As sad as I am that Mateo is growing up so fast, I am SO happy we started him in preschool. This gives him a chance to get a weekly schedule established. So much will be changing at the start of 2012, and I wanted him to have something he can count on. His little world is about to be rocked! I have my c-section scheduled for January 5th at noon. I have a feeling this baby is going to be wild. Despite Mateo's scary start in this world, he was an easy baby. His temperament and personality were so easy to handle. I don't suppose I can get THAT lucky two times in a row. Then a month after the baby is born, Mel leaves for Korea for an extended (VERY extended!) amount of time. I'm not sure how Mateo will handle that. My mom will be here for quite a while after Mel leaves, so I'm very grateful for that. I just pray Mateo adjusts well.
We are looking forward to all the holidays here. Thanksgiving is this week...and we have so much to be grateful for. I suppose we have much to give thanks for EVERY year, but this year seems special in particular. For one, Mateo made it through his heart surgery and recovery very well.

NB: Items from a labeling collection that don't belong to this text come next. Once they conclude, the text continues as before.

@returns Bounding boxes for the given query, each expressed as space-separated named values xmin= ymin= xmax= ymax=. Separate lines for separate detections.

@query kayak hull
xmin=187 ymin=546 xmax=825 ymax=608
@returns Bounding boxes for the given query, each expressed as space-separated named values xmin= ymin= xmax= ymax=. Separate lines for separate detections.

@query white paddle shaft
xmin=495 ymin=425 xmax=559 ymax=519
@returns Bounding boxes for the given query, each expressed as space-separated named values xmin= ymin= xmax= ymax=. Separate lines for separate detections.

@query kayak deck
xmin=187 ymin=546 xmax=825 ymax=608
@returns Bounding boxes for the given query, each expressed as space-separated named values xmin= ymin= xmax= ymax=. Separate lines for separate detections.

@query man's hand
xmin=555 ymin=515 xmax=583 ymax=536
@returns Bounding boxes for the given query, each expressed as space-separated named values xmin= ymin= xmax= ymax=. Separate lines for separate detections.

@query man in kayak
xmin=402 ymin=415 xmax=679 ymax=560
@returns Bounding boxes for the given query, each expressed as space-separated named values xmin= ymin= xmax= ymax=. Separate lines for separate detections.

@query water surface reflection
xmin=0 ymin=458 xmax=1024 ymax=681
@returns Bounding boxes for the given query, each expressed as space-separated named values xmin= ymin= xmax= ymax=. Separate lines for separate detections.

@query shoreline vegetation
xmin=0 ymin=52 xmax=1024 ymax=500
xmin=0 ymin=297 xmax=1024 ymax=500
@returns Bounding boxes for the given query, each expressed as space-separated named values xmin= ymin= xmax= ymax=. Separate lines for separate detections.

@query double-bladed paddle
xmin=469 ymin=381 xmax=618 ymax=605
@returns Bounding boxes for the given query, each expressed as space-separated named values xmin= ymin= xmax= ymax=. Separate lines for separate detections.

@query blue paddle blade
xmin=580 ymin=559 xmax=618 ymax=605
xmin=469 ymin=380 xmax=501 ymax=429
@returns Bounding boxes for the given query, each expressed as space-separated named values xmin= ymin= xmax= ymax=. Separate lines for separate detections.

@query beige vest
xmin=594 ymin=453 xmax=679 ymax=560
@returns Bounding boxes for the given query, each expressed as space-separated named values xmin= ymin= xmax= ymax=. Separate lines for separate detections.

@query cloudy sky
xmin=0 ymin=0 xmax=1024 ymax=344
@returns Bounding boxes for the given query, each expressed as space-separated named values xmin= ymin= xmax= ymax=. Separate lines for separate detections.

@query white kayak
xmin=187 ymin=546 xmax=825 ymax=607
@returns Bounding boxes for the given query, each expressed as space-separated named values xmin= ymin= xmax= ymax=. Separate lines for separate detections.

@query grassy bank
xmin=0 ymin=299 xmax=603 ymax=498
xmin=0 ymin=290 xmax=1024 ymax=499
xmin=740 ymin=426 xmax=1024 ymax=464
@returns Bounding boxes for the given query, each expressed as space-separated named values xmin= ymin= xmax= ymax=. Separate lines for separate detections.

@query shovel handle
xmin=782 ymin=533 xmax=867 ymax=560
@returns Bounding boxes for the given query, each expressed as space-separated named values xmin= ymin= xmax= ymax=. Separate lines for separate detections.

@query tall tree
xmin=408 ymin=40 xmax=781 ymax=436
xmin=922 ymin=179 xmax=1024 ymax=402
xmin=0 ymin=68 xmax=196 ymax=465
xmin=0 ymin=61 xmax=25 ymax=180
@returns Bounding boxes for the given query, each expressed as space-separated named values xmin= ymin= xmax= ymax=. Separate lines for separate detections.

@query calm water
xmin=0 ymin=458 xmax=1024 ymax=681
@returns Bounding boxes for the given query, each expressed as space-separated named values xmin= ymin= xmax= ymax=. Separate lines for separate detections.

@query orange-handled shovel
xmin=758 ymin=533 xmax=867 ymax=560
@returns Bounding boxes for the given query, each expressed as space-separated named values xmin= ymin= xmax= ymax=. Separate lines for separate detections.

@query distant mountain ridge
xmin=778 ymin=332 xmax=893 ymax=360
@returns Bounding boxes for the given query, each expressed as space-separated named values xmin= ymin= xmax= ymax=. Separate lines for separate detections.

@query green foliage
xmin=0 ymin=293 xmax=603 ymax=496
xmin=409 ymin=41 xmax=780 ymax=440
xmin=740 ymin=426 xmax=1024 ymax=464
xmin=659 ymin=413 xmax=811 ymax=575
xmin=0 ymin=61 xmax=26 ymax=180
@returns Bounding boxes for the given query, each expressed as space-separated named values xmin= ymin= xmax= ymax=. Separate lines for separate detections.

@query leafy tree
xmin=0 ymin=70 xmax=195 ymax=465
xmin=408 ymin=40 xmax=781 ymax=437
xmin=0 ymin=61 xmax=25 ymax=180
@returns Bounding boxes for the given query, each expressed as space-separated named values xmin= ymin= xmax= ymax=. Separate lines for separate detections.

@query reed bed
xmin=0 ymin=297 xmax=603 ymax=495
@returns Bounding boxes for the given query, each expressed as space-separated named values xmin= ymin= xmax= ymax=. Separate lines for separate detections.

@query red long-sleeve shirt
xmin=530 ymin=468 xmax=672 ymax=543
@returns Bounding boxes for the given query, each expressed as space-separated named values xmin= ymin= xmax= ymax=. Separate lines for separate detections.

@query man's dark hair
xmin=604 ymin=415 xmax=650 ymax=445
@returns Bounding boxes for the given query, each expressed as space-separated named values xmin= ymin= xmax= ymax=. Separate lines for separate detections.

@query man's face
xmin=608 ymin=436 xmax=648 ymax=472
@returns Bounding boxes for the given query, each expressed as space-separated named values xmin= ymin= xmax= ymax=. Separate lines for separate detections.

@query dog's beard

We had some rough days, but looking at the overall picture, I know it could have been much worse. He has had all the opportunities that a 3 year old should have.....such as starting school and sleeping in a big boy bed :) We are grateful that this 2nd baby we're about to have is, by all appearances, healthy and heart-healthy....a big deal! I am especially thankful to be done with the 1st and 2nd trimester "morning" sickness. We are grateful for all the friends and spiritual family we have here in FL, who have helped us and been there for us when we've needed a hand. And I know I could list much more....but those are the bigger things that have happened this year.
Christmas is not far away now. I get to decorate the house this week. I'm always excited to blast Christmas music from the TV, drink hot chocolate and put up all the Christmas decorations. Everyone on the block is out putting up Christmas lights and its a little easier to get into the holiday spirit, even when its still 80+ degrees and humid outside. However, I really am wishing for some cooler temperatures! While I don't miss Wisconsin winters, I DO miss that little chill in the air that lets you know Santa is on his way!